O prefeito Gilson de Souza (DEM) se reuniu nesta segunda-feira, 20, com representantes do setor comercial da cidade e líderes religiosos. Na pauta, a reabertura das lojas e a autorização para a realização de cultos. Tais medidas estão barradas pelo decreto do governador João Doria (PSDB), devido à pandemia do coronavírus.
Gilson já foi avisado que todas as Prefeituras paulistas devem seguir à risca as determinações do Estado, sob risco de serem acionadas na Justiça.

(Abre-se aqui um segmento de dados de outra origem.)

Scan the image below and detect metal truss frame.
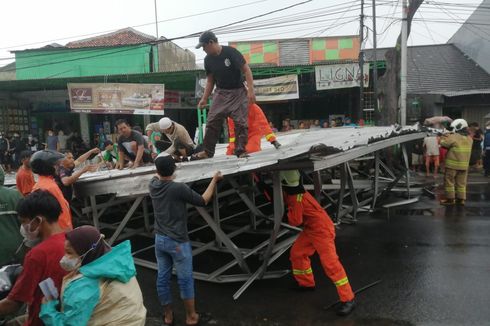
[73,134,423,299]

Mas insiste em buscar brechas na ordem do governador.
Na última sexta-feira, o chefe de Gabinete de Gilson, José Conrado Netto, que também é secretário de Saúde e chefe do Comitê de Enfrentamento ao Coronavírus em Franca, disse que o Estado informou as Prefeituras, durante videoconferência, sobre a obrigação de seguirem as determinações do decreto estadual até o dia 10 de maio.
“A equipe do Doria foi bem contundente: o comércio só pode funcionar com portas fechadas.”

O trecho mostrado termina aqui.